Slashdot Mirror

← Back to Stories (view on slashdot.org)

OS X Bug Exploited To Infect Macs Without Need For Password

Posted by Soulskill on from the sooner-or-later dept.

An anonymous reader writes: A new flaw has been discovered in the latest version of OS X which allows hackers to install malware and adware onto a Mac without the need for any system passwords, researchers say. The serious zero-day vulnerability was first identified last week and results from a modified error-logging feature in OS X Yosemite which hackers are able to exploit to create files with root privileges. The flaw is currently found in the 'fully patched' OS X 10.10.4, but is not in the newest 10.11 El Capitan beta – suggesting that Apple developers were aware of the issue and are testing a fix.

3 of 127 comments (clear)

  1. Re: Also fixed in 10.10.5 by perpenso · · Score: 5, Informative

    I just installed Win10 via upgrade and rather easily turned off almost all the reporting features within minutes from the control panel.

    You could have turned off the reporting from the installer by selecting the custom configuration option.

  2. Better link by phantomfive · · Score: 5, Informative

    Here is a better link with more technical details.

    It's a privilege escalation exploit, so an attacker would already need shell access on your computer to get something done. Every OS has privilege escalation vulnerabilities, because it's much harder to close all the holes when you allow someone to execute arbitrary code on a system.

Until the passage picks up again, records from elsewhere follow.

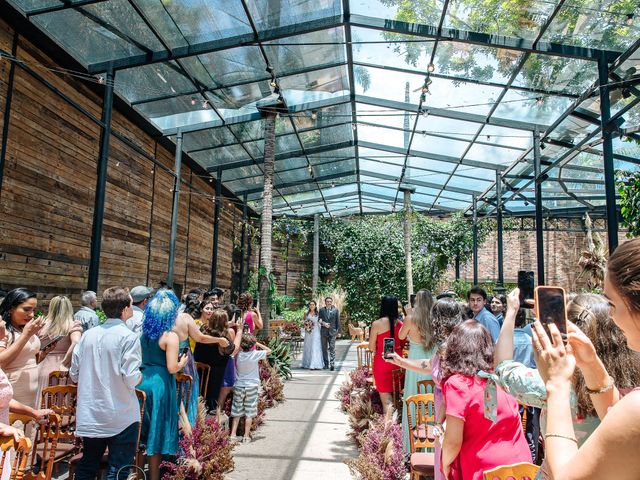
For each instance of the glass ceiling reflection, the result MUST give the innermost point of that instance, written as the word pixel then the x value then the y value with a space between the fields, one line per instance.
pixel 378 98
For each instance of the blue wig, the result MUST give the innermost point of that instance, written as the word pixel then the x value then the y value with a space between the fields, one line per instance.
pixel 160 314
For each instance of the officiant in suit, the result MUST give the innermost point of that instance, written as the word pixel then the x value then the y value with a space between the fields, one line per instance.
pixel 329 317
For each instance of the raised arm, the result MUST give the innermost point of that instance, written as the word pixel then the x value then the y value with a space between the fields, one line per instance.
pixel 504 346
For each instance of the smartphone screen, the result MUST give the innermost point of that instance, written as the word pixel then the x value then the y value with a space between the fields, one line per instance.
pixel 525 284
pixel 550 307
pixel 389 344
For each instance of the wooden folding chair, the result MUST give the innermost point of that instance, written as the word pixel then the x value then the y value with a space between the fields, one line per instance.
pixel 44 447
pixel 19 464
pixel 63 399
pixel 517 471
pixel 104 462
pixel 184 383
pixel 426 386
pixel 420 422
pixel 204 371
pixel 397 382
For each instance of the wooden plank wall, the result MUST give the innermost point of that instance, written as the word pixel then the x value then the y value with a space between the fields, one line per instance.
pixel 47 196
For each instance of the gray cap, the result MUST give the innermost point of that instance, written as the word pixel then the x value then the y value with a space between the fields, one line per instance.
pixel 140 292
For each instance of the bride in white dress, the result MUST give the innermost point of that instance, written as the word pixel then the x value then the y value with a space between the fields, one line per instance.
pixel 312 351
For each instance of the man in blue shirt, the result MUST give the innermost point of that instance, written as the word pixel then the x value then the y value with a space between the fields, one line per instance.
pixel 477 299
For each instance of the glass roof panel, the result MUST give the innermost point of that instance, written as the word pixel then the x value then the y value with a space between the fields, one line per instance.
pixel 515 19
pixel 152 81
pixel 99 32
pixel 273 13
pixel 526 107
pixel 406 51
pixel 183 22
pixel 316 49
pixel 475 62
pixel 595 24
pixel 558 74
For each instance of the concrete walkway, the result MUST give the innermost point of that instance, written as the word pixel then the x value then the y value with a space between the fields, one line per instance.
pixel 305 436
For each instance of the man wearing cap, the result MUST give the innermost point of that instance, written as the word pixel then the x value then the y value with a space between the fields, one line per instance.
pixel 140 296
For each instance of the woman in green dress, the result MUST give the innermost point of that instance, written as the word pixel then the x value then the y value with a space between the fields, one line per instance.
pixel 161 360
pixel 419 329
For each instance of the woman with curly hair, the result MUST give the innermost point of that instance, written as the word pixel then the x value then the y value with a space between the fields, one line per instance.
pixel 483 423
pixel 161 360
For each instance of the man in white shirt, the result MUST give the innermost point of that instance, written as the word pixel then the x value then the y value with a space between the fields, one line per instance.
pixel 106 366
pixel 140 296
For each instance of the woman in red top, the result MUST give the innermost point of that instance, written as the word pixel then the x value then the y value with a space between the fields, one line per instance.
pixel 381 329
pixel 483 428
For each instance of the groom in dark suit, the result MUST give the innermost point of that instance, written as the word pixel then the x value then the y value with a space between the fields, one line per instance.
pixel 330 322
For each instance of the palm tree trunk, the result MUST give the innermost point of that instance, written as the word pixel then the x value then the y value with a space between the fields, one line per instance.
pixel 266 220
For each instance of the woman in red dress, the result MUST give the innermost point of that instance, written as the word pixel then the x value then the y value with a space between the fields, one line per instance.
pixel 483 427
pixel 381 329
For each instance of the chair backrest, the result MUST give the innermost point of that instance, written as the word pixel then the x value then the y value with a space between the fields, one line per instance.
pixel 63 400
pixel 184 383
pixel 59 377
pixel 362 350
pixel 517 471
pixel 397 382
pixel 426 386
pixel 204 371
pixel 19 463
pixel 45 444
pixel 420 415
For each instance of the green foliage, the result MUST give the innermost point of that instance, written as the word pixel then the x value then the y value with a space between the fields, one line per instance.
pixel 629 190
pixel 369 260
pixel 280 357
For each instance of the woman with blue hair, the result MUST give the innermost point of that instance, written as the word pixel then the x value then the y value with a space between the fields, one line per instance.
pixel 161 360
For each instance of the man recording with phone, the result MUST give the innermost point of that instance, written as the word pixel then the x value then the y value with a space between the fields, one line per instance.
pixel 329 317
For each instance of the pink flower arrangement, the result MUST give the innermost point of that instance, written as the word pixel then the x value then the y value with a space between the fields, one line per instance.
pixel 381 453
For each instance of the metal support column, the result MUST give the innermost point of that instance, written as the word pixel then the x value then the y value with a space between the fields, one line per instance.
pixel 216 230
pixel 607 150
pixel 101 184
pixel 174 211
pixel 7 110
pixel 475 239
pixel 243 240
pixel 316 253
pixel 500 280
pixel 539 219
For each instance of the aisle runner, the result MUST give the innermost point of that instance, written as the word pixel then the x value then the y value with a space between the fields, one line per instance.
pixel 305 436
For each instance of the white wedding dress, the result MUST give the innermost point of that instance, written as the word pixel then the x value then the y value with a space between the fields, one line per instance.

    That said, this is a particularly braindead bug from Apple, and it is worrisome because it shows they aren't thinking about security, or don't have proper processes in place to ensure the system stays secure. Their programmers should have known better than to create that kind of environment variable so lightly.

    --
    "First they came for the slanderers and i said nothing."
    1. Re:Better link by Dutch+Gun · · Score: 5, Insightful

      Is it really too much work for a security researcher to send an e-mail to product-security@apple.com? About five seconds of searching got me Apple's support page and that e-mail address.

      This guy admittedly didn't even try. And bugs that affect functionality are an entirely different matter than serious security issues. When dealing with a zero day, the decision on whether to announce it publicly depends on a number of factors.

      The very act of announcing it publicly guarantees that new exploits will explode in the wild (as this article confirms). And the reality is that very few OS X users will have seen this idiot's initial posting a month ago. Did you? I sure didn't. In the meantime, my system was and is now vulnerable to a hell of a lot more malware than it otherwise would have been.

      Sorry, but I have to disagree with you. Bad on Apple for making a stupid mistake in the first place and being slow to fix it, but I'm not giving this guy a pass either.

      --
      Irony: Agile development has too much intertia to be abandoned now.